As with almost any new initiative, one major challenge is a conceptual one: to understand the ways young children learn about STEM. How do they absorb STEM concepts? How do their differences — social and economic — affect learning? Does the understanding of STEM occur in a way that is similar to how a child understands basic literacy and numeracy concepts, which we know much about and can learn from? Or are there new avenues that should be pursued?
These are some of the key questions the National Science Foundation, one of the core sponsors of research in U.S. education, is considering as it grapples with how to support the research necessary to make STEM a fundamental part of early childhood education.
Equipping providers of early childhood education — such as schools, families, museums, libraries — with the capacity to provide STEM teaching raises technical and social questions that will require considerable research. The technical aspects relate to building up provider capacity through the right tools and training. For example, could a programming tool such as the Scratch programming language that employs graphics to write code be used to teach mathematical concepts? How should the STEM curriculum be integrated into overall early childhood education as well as linked to the wider K-12 curriculum?
At present, it seems that inadequate attention is being paid to the teaching of STEM in early childhood education. Less than 5 percent of time in formal early childhood education settings is devoted to STEM learning, according to research presented at a recent conference on fostering STEM trajectories organized by the Joan Ganz Cooney Center and the New America research institute.
This may partly be due to early childcare education providers being inadequately prepared for STEM teaching.

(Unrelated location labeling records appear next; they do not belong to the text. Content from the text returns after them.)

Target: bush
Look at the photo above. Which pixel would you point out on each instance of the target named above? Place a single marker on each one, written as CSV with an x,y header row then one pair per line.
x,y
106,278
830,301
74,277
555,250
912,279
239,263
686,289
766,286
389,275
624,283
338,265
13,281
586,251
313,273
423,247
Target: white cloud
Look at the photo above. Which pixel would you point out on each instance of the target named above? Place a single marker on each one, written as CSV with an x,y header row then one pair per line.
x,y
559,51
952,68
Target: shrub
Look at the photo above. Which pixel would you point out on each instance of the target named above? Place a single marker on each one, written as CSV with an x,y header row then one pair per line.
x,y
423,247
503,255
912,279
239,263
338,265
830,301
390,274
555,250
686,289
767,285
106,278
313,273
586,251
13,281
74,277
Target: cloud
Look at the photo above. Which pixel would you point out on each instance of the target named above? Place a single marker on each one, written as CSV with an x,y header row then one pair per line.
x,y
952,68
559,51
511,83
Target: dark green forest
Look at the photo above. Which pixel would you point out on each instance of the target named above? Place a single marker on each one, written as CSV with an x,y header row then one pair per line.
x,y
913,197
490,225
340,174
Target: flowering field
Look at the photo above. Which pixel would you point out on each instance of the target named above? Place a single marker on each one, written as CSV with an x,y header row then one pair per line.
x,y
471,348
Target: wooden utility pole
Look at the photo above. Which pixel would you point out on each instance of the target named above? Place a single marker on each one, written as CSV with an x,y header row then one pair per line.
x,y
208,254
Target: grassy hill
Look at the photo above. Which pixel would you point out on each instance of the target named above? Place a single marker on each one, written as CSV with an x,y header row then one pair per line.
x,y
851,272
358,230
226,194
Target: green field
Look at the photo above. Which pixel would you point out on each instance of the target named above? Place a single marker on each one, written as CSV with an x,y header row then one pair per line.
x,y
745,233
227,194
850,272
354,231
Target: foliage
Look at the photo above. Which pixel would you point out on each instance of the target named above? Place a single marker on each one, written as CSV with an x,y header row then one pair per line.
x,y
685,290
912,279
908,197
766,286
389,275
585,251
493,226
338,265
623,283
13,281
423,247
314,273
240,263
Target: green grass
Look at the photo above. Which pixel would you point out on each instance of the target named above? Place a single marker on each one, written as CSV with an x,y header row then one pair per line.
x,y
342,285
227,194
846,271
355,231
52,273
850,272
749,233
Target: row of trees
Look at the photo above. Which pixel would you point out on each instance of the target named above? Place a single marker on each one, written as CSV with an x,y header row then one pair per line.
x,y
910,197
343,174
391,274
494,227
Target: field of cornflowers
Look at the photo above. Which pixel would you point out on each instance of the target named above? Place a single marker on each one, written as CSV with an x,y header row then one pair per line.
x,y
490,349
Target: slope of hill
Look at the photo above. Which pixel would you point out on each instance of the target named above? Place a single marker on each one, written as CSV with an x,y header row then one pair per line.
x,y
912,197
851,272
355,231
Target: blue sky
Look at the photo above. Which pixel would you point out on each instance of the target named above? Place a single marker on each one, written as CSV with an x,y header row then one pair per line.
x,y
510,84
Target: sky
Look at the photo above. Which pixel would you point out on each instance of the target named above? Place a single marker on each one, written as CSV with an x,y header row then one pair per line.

Research shows that few of these teachers have taken the full complement of STEM courses in life sciences, natural sciences and mathematics as part of their formal education and may need formal training in these fields as part of their professional development.
But the limited attention to STEM subjects may also be due to a consensus among providers and parents that other priorities should come first in early childhood education, particularly the development of the so-called basic skills, literacy and numeracy.

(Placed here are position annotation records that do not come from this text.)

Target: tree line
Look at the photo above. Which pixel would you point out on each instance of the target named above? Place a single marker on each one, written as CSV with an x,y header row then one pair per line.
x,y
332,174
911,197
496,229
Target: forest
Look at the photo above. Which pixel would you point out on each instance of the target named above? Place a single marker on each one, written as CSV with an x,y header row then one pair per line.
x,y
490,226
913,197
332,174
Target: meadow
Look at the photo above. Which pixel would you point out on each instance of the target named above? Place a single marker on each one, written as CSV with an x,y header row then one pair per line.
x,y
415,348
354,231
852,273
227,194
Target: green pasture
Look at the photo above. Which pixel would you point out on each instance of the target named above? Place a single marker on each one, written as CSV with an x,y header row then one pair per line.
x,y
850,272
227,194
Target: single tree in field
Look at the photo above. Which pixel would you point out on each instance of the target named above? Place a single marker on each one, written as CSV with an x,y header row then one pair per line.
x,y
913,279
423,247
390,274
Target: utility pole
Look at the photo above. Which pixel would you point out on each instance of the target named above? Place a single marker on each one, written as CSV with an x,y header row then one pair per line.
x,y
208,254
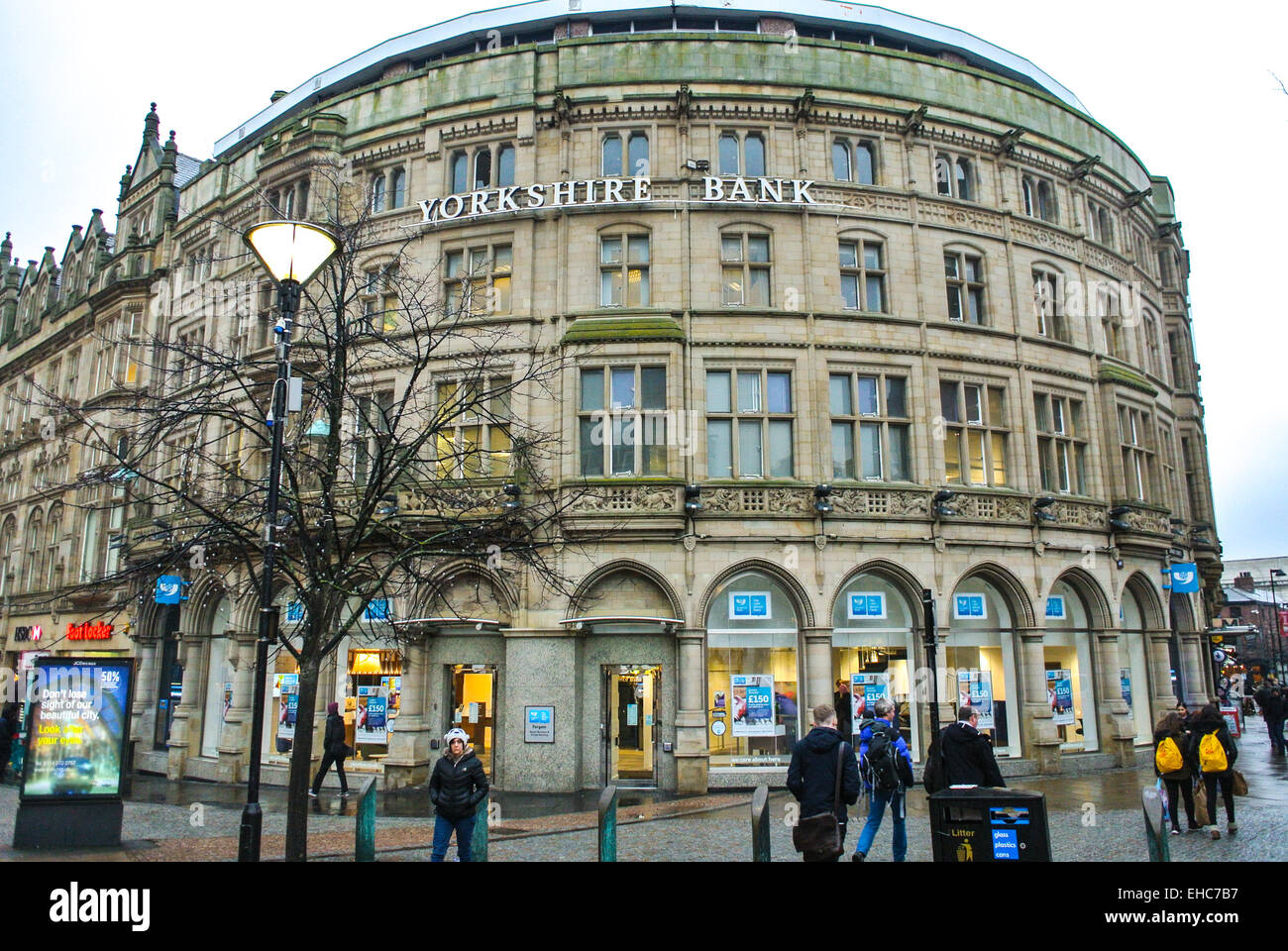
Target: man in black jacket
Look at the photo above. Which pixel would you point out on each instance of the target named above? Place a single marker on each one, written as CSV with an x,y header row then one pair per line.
x,y
334,750
811,776
458,785
967,754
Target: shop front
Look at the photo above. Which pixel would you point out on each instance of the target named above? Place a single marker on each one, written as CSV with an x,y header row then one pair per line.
x,y
874,652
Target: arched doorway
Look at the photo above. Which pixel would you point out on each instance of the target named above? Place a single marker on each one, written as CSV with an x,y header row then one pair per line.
x,y
752,673
980,658
874,651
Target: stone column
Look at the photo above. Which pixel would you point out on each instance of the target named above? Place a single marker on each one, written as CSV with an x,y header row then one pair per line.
x,y
818,669
407,763
692,752
187,715
235,735
1115,719
1039,735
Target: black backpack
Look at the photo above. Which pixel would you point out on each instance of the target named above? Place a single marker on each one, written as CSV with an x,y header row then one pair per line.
x,y
883,761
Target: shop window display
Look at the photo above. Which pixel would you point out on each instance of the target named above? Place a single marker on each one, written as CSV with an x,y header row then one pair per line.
x,y
752,674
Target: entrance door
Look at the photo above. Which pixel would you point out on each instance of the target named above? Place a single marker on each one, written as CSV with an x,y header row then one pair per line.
x,y
630,699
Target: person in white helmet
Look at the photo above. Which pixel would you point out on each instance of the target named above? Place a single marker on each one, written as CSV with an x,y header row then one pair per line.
x,y
456,787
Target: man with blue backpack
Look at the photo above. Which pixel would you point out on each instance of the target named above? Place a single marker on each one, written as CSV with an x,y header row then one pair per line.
x,y
887,768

Mastery of basic skills at a young age appears to be particularly important for parents who are first-generation immigrants from non-native English speaking countries — and these children of immigrants comprise a growing share of America’s young population. Along with those who identify themselves as minorities, more than 50 percent of the 20 million children under 5 years old living in the United States as of 2014 were members of a minority group, according to the Census Bureau.
The children of immigrant families may face special challenges acquiring STEM skills. Many such families have relatively low incomes and often experience high levels of stress and other mental health issues, according to research presented at the conference. Stress affects parents’ capacities as providers of early childhood education as well as the learning capacity of their children.
Another challenge: addressing the effects of teacher income on teacher productivity. The income of early childhood education-certificated teachers averages $28,000 a year, which is close to the federal poverty level of $24,250 for a family of four. Research shows (PDF) that early childhood education teachers exhibit high levels of stress and above-average rates of depression and anxiety. Not surprisingly, teacher turnover rates among early childhood education teachers exceed 25 percent annually.
Considerable research and observation is needed to figure out the science of STEM learning in early childhood education settings. Only then will educators be properly prepared to develop a curriculum that the science suggests will be effective.